Mounted on pivot pin 36, pivot members 16 and 18 are held in their resting position by abutment faces 72, 74 and spring 34. Abutment faces 72 and 74 are located at the pivot ends of pivot members 16 and 18, respectively, as shown in FIG. 4, and are contiguous to the surface of head portion 12 when the pivot members are in their resting position. A biasing means is required to keep pivot member 16 and 18 in their resting position when device 10 is being thrust against an object to be split. Spring 34, a single torsion spring, provides such biasing means and is spirally mounted around washers 46,47. Arms 30 and 32 of spring 34 provide positive forces for holding abutment faces 72 and 74 against the outside surfaces of head portion 12.

When pivot member 16 and 18 are in their rest position, cutting levers 24 and 26 are in vertical alignment with head portion cutting edges 20 and 22, and extend through head portion centerline 60. Furthermore, cutting levers 24 and 26 extend radially to be in horizontal alignment with head portion cutting edges 20 and 22, so that the cutting levers and cutting edges will enter the object to be split simultaneously, as shown in FIG. 4.

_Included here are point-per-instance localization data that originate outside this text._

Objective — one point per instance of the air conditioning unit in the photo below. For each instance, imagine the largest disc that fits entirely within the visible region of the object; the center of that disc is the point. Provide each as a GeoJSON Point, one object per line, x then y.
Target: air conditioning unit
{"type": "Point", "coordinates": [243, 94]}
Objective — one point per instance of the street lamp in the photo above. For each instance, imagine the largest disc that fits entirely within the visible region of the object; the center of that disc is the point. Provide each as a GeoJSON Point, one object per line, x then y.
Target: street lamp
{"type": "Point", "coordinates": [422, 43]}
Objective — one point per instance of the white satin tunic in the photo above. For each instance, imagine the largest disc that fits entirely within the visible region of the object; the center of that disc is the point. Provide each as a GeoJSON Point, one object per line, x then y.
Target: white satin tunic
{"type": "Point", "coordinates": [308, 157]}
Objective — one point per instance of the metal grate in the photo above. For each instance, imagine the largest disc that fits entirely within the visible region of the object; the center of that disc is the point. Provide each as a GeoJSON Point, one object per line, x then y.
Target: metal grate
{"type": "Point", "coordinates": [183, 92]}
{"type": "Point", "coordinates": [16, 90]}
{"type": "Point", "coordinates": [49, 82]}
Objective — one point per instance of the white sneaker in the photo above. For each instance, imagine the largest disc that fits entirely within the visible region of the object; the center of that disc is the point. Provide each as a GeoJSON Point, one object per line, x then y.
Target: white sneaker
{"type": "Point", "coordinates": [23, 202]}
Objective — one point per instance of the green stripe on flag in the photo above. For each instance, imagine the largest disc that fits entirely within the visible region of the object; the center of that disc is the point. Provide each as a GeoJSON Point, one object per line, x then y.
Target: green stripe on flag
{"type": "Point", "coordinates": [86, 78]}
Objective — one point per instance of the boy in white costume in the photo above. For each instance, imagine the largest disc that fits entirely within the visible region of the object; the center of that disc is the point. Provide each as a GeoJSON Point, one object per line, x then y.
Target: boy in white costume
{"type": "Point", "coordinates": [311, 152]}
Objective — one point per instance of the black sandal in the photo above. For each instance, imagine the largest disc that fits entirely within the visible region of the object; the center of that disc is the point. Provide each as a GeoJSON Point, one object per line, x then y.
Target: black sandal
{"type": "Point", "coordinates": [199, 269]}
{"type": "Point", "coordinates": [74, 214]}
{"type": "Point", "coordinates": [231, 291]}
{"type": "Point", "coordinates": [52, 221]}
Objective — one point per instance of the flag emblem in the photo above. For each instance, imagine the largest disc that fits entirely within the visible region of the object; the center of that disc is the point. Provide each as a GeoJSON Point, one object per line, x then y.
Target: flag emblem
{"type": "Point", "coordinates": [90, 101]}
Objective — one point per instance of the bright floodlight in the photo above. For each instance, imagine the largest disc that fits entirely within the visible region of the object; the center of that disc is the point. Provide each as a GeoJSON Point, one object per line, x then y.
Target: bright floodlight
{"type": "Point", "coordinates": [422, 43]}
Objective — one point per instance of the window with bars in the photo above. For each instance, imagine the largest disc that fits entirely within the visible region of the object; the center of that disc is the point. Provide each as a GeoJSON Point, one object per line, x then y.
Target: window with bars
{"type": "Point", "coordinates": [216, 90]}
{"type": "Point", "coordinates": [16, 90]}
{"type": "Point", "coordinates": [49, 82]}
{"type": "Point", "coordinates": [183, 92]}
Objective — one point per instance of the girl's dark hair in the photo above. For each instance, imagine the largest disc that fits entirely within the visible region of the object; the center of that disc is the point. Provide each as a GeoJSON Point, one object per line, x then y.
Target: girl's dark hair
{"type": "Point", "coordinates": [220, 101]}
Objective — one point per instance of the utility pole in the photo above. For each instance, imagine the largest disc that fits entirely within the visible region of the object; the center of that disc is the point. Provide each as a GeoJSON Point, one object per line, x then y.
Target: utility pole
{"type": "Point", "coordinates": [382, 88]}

Thrust levers 28 and 50 are displaced laterally from and on opposite sides of head portion centerline 60, as shown in FIG. 4. It will be understood that the displacement of thrust levers 28 and 50 is important due to the importance of assuring that the thrust levers will engage the object although the splitting of the object has already been started by the cutting levers and cutting edges. The outer end surfaces of thrust levers 28 and 50, in their rest position, are substantially perpendicular to head portion centerline 60. Such construction allows the entire outer end surface of each thrust lever to engage the object to be split, thus increasing the efficiency of the thrust. Moreover, the thrust levers are constructed so that their outer end surfaces impact the object only after the cutting levers have had opportunity to enter the object. This is accomplished by making the ends of the cutting levers extend perpendicularly by the distance "A", shown in FIG. 4, from the horizontal plane formed by the outer end surfaces of the thrust levers. It will be understood that the distance "A" must be large enough to permit the cutting levers to sufficiently enter the object to be split and engage a sufficiently large wall area of the object before forcing the walls apart. For example, if the distance "A" is greater than 1/2 inch, a sufficiently large crack can be made before the cutting levers first begin to force the walls apart.

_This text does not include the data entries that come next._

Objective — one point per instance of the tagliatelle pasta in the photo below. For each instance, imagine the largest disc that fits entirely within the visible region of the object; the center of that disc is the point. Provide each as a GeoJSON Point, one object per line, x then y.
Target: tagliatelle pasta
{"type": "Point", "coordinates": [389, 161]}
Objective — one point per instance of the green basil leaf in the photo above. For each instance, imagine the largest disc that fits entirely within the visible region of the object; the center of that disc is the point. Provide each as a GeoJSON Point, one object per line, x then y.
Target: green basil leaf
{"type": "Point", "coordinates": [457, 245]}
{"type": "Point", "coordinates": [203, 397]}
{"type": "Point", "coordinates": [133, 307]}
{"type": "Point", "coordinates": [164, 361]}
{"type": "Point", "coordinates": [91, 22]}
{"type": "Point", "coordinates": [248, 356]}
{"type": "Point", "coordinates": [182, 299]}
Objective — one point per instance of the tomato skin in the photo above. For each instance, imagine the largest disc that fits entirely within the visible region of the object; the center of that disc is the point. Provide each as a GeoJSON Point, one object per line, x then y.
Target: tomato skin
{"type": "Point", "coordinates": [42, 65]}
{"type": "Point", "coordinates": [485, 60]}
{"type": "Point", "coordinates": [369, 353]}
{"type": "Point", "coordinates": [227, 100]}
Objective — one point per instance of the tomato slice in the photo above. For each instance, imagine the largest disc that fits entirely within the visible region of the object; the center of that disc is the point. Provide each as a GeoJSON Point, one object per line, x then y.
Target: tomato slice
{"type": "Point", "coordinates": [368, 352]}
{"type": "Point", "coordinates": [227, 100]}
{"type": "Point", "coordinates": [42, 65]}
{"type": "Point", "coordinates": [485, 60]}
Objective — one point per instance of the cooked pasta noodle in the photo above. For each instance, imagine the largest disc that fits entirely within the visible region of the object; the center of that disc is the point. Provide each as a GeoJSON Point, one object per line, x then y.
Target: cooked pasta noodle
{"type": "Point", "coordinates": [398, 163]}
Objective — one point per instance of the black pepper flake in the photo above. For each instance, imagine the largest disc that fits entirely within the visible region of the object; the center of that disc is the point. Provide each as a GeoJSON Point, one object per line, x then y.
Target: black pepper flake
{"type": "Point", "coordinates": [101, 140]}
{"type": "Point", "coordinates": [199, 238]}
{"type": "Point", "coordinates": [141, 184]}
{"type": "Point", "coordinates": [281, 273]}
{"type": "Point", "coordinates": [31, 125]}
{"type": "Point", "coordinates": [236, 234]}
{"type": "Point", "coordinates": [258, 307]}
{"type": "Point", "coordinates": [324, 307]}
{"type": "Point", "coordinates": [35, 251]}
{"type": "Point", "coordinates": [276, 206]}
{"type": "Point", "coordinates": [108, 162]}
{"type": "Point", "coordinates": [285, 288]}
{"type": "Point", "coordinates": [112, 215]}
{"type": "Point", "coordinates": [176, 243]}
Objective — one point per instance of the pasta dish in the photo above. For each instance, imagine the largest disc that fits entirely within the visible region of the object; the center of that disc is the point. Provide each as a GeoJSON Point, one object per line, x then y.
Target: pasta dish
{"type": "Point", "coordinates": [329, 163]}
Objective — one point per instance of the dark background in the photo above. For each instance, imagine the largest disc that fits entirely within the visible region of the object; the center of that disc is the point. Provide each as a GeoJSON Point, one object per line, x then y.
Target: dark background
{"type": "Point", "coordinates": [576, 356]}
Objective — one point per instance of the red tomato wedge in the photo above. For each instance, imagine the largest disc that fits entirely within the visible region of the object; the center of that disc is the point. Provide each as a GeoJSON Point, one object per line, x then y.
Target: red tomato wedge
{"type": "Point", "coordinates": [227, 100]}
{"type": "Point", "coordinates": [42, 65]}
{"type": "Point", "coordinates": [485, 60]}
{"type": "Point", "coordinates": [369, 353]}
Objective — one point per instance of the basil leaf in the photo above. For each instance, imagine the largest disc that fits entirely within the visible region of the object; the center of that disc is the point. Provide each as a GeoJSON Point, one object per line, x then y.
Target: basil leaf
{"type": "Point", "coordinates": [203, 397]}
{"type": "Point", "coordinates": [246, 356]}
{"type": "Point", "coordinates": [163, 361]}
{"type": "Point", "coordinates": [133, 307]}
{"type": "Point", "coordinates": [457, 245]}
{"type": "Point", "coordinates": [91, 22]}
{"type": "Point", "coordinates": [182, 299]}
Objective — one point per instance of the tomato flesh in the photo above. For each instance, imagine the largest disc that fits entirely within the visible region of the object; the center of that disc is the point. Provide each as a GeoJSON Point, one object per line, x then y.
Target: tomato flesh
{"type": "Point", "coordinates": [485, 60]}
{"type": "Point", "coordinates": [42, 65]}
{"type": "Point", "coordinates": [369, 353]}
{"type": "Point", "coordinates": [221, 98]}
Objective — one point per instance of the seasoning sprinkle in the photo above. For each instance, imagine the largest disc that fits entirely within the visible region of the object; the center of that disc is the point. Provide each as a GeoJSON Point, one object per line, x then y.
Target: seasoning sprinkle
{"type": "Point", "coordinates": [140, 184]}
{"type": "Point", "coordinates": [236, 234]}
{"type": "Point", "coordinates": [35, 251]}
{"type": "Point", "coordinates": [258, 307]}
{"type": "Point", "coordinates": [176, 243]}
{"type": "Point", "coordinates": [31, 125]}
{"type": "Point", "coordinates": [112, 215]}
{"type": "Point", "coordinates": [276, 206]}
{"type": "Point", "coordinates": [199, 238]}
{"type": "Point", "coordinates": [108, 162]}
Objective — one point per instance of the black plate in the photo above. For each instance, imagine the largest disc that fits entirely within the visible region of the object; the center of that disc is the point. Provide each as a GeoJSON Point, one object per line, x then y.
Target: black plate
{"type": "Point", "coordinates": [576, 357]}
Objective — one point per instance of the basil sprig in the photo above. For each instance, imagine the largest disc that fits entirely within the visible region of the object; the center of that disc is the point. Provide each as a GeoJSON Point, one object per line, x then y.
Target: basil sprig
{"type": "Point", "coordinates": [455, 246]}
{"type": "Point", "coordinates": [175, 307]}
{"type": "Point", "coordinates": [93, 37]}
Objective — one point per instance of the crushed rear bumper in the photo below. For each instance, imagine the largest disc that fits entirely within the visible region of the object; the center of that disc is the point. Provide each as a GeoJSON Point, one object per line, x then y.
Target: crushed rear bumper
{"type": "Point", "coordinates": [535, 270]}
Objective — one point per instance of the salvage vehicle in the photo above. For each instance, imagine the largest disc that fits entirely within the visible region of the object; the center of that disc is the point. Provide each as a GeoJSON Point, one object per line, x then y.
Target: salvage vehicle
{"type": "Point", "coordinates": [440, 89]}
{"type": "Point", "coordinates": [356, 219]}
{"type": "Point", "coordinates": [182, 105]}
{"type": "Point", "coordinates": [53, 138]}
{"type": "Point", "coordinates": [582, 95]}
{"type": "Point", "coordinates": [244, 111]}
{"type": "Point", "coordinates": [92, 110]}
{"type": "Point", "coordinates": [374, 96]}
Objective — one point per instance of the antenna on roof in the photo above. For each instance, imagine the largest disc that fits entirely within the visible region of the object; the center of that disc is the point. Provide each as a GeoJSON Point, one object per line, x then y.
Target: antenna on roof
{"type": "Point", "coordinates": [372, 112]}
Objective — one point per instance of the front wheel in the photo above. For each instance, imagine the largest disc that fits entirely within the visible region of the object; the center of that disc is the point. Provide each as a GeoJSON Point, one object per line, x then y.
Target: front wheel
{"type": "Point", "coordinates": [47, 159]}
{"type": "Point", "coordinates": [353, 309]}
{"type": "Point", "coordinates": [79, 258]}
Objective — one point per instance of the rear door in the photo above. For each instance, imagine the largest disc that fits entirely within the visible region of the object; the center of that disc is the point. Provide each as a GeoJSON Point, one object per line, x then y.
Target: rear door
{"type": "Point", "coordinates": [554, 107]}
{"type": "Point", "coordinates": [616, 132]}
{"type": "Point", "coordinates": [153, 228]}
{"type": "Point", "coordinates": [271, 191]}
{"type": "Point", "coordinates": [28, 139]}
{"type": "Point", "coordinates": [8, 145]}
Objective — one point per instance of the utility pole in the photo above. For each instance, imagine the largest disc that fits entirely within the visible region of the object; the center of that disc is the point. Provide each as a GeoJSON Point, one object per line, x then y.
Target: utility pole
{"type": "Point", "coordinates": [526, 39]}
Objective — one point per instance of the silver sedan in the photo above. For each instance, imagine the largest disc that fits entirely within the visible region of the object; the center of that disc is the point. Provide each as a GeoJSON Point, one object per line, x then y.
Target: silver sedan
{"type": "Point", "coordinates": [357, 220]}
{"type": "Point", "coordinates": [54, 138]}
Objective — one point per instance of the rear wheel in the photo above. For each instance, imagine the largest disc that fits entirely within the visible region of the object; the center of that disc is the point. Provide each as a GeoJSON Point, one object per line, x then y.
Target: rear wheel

In operation, device 10 is manually thrust against an object, such as a log, through the use of handle 14 in a manner substantially similar to using a conventional axe. During the downward thrusting of device 10, pivot members 16 and 18 are held in their resting position by spring 34. On impact with the object, cutting levers 24 and 26, simultaneously with head portion cutting edges 20 and 22, form a crack in the object. It will be understood that the cutting edges and cutting levers are sufficiently wide to begin splitting the object and displace the cut walls of the object to form an opening or crack equal to the cross-sectional area of the cutting edges and levers. Therefore, the thrust levers contact the object displaced from the area the cutting edges and levers entered the object. As the cutting levers continue penetrating the object, thrust levers 28 and 50 then contact the surface of the object and begin rotating outwardly in opposite directions. The contact of the thrust levers causes the force of the spring to be overcome and cutting levers 24 and 26 also begin rotating outwardly in opposite directions to their working position shown in FIG. 5. It will also be understood that the downward force is transferred from the thrust levers to the cutting levers providing a horizontal force against opposing walls of the crack thereby enhancing the splitting of the object.

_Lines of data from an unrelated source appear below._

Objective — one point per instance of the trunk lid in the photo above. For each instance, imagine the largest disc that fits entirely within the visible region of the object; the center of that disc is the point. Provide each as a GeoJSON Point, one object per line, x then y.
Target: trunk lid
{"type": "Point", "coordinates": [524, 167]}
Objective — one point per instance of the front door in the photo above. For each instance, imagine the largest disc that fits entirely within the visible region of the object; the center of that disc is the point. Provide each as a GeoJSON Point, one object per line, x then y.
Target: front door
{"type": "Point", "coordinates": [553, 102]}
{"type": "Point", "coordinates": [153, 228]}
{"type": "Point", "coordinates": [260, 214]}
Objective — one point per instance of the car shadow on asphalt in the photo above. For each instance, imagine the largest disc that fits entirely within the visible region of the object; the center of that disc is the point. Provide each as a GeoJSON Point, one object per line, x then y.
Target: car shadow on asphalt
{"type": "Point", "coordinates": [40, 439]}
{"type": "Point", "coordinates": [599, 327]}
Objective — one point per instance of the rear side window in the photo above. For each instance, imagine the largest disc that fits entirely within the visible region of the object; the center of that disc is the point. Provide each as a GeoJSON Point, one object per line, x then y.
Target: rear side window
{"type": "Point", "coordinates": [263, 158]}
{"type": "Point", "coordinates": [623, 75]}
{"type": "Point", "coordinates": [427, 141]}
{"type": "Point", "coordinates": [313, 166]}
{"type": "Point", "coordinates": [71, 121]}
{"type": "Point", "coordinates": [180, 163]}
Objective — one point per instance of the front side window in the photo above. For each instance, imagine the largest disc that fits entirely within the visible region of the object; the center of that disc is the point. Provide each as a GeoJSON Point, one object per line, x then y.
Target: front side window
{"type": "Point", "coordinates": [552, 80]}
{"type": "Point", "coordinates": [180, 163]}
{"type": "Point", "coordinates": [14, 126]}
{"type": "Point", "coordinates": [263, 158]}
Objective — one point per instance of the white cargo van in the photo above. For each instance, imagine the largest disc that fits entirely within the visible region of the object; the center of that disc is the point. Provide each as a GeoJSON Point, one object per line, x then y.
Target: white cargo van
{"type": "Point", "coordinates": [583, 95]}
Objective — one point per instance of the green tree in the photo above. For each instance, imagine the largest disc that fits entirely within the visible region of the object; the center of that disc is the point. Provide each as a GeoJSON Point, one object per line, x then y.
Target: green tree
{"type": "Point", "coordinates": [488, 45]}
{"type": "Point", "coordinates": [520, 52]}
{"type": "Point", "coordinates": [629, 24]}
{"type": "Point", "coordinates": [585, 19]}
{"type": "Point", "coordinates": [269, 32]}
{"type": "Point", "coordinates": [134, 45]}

While there have been described above the principles of this invention in connection with a specific embodiment, it is to be clearly understood that this description is made only by way of example and not as a limitation to the scope of this invention.

Claims

1. A device for splitting logs comprising

a head portion having two elongated converging sides forming a cutting edge at the intersection thereof, said cutting edge defining an edge plane in the direction of elongation and between the sides, said head portion having an opening therethrough from side to side,

a single pivot member within and across said opening, the longitudinal axis of said pivot member being generally parallel to said cutting edge and disposed within said edge plane,

a pair of splitting levers pivotally mounted on said pivot member, each having a splitting face section separated from a log-engaging end, in its rest position the long axis of said splitting face section lies substantially within the edge plane, each splitting lever being swingable in a direction transversely of a respective side of said head portion,

each splitting lever having its log-engaging end engage an end of the log shortly after the head portion contacts the log end with force to cause said cutting edge to penetrate and to form a split therein, as the head portion enters the split the log-engaging ends are thrust against the log and each entirely displaced from corners of the split, and a lever plane defined between each log-engaging end and, perpendicular to, the long axis of the splitting face section, a void formed in each splitting lever on the side of said lever plane away from the cutting edge and between the log engaging end and the splitting face section such that as the head portion further enters the split, the splitting lever pivots and the corner of the split enters the void and moves therein without binding on the splitting lever.

2. The device of claim 1 in which said head portion comprises a single opening having said splitting levers pivotally mounted therein.

3. The device of claim 2 in which said single pivot member comprises a single pivot rod having its opposing ends held within holes in said head portion at opposite surfaces of said single opening, each of said holes extending through the head portion to respective end faces and means for securing said pivot rod within recesses in said end faces.

4. The device of claims 2 or 3 in which there is provided a single torsion spring for biasing said pair of splitting levers to their rest position.

5. The device of claim 4 in which said single torsion spring comprises a single wound torsion spring having a pair of ends embracing respective splitting levers on upper surfaces opposing a respective lever arch, said torsion spring being spirally wound around the pivot member and mounted between the splitting levers.

6. A device for splitting logs comprising

a head portion having two elongated converging sides forming a cutting edge at the intersection thereof, said cutting edge defining an edge plane in the direction of elongation and between the sides, said head portion having a single opening therethrough from side to side,

a single pivot member within and across said opening, the longitudinal axis of said pivot member being generally parallel to said cutting edge and disposed within said edge plane,

a pair of splitting levers pivotally mounted on said pivot member within the single opening, each having a splitting face section separated from a log engaging end by a lever arch which is concave in a direction away from the cutting edge, in its rest position the long axis of said splitting face section lies substantially within the edge plane, each splitting lever being swingable in a direction transversely of a respective side of said head portion,

a single wound torsion spring having a pair of ends embracing respective splitting levers on upper surfaces opposing a respective lever arch, said torsion spring being spirally wound around the pivot member and mounted between the splitting levers for biasing said pair of splitting levers to their rest position,

each splitting lever having a recessed section adjacent the torsion spring and means for maintaining the spacing between the splitting levers thereby to provide clearance for said torsion spring and prevent compression thereof, and

each splitting lever having its log-engaging end separated from its respective side by said lever arch and in position to engage an end of the log shortly after the head portion contacts the log end with force to cause said cutting edge to penetrate the log end and to form a split therein, as the head portion enters the split the log-engaging ends are thrust against the log and each entirely displaced from edges of the walls of the split to allow a wall edge to freely enter each lever arch whereby each log-engaging end rotates and imposes a transverse spreading force on the split as each wall edge continues to enter each lever arch.